Reducing carbon dioxide emissions is vital to reducing the effects of global warming. Numerous industrial methods exist, but developing alternative, greener and more energy-efficient methods is essential. Two pieces of work were investigated in this thesis towards developing alternative methods and are presented as two individual chapters, each with their own introduction, results, discussion, conclusion and future work sections. A general introduction to carbon dioxide and the vitality of decreasing carbon dioxide emissions acts as a preface to these chapters and is presented in Chapter 1. Chapter 2 examines promoting Carbon Dioxide Utilisation with new chromium(III) salophen complexes and Chapter 3 investigates a novel electrochemical carbon capture and mineralisation methodology.

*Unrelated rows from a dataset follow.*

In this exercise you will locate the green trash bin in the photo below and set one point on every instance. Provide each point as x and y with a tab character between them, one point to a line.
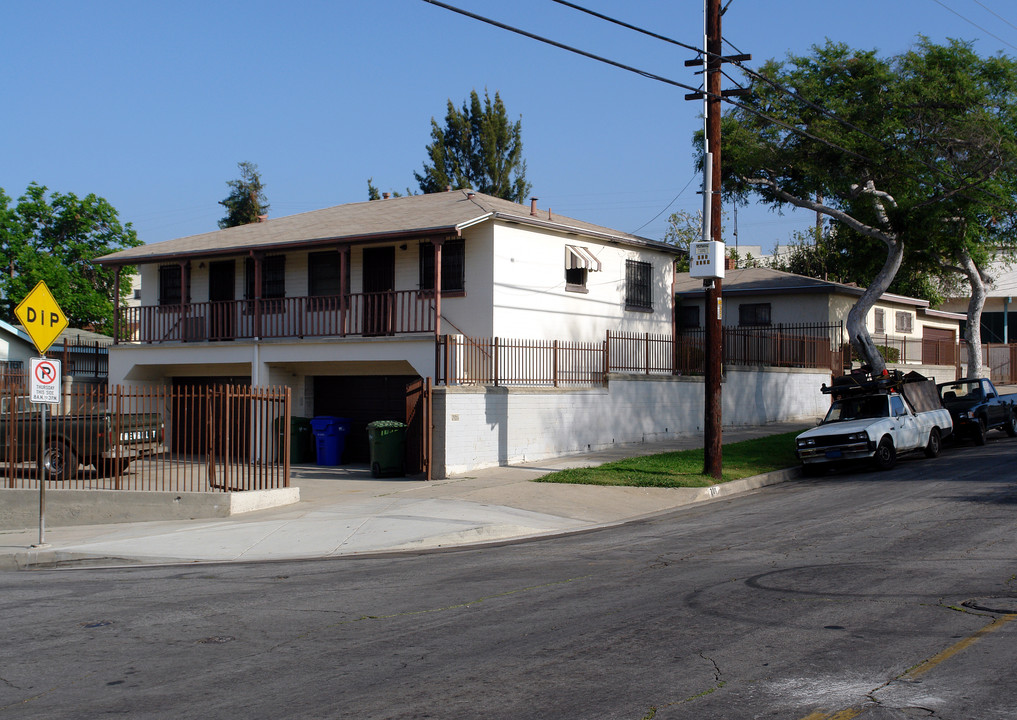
301	439
386	439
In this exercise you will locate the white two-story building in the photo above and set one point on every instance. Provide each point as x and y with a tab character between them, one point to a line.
348	306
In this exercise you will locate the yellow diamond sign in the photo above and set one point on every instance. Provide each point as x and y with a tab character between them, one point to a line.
42	317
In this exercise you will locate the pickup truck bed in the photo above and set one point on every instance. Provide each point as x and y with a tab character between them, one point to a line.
976	407
876	421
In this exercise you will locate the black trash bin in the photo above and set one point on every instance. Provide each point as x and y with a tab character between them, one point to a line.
386	439
330	438
301	440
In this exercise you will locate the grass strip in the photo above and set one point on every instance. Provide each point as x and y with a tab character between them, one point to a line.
684	468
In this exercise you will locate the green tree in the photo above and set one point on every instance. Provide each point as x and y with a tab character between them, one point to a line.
246	200
901	151
54	239
477	148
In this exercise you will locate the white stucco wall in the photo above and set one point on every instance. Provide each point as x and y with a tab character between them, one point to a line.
478	427
530	299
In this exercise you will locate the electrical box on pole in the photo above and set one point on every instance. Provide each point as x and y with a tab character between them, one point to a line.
706	259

A range of chromium(III) salophen complexes were synthesised and were found to catalyse the synthesis of cyclic carbonates from carbon dioxide and terminal or internal epoxides at ambient conditions. The most active catalyst contained methoxy and tert-butyl groups on the salicylaldehyde and a bromide counterion, and is one of the most active catalysts in this field. Some of these catalysts were also used to catalyse the synthesis of the oxazolidinone diphenyloxazolidin-2-one from styrene oxide and phenyl isocyanate with successful results.

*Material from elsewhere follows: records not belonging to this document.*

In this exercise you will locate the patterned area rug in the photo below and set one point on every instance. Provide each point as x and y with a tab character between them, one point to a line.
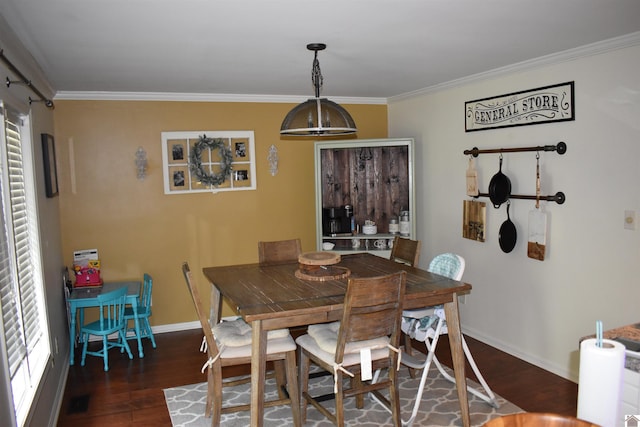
439	406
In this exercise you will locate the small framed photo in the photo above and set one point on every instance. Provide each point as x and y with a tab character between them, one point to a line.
178	176
240	149
177	151
50	170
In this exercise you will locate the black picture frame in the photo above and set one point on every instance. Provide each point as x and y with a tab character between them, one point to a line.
548	104
50	170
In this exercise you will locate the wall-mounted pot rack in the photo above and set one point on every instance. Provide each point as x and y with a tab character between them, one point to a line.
559	197
560	148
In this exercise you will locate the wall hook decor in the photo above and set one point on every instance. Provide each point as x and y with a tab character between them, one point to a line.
273	160
141	163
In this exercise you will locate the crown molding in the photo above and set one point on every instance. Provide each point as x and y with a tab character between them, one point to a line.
625	41
203	97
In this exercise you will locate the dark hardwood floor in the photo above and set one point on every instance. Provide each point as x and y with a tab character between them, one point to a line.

A new electrochemical method was developed to perform carbon dioxide mineralisation, forming an amorphous aluminium hydroxycarbonate, at ambient conditions. The most energy efficient methods captured carbon with an energy requirement of 231-250 kJ mol-1 of carbon dioxide. This methodology worked with sustainable energy and materials, such as solar energy, seawater and “waste” aluminium. The carbon capture and energy efficiency of this methodology however could be improved to promote future developments and industrialisation, but nonetheless provides an interesting and alternative method to capture and mineralise carbon dioxide.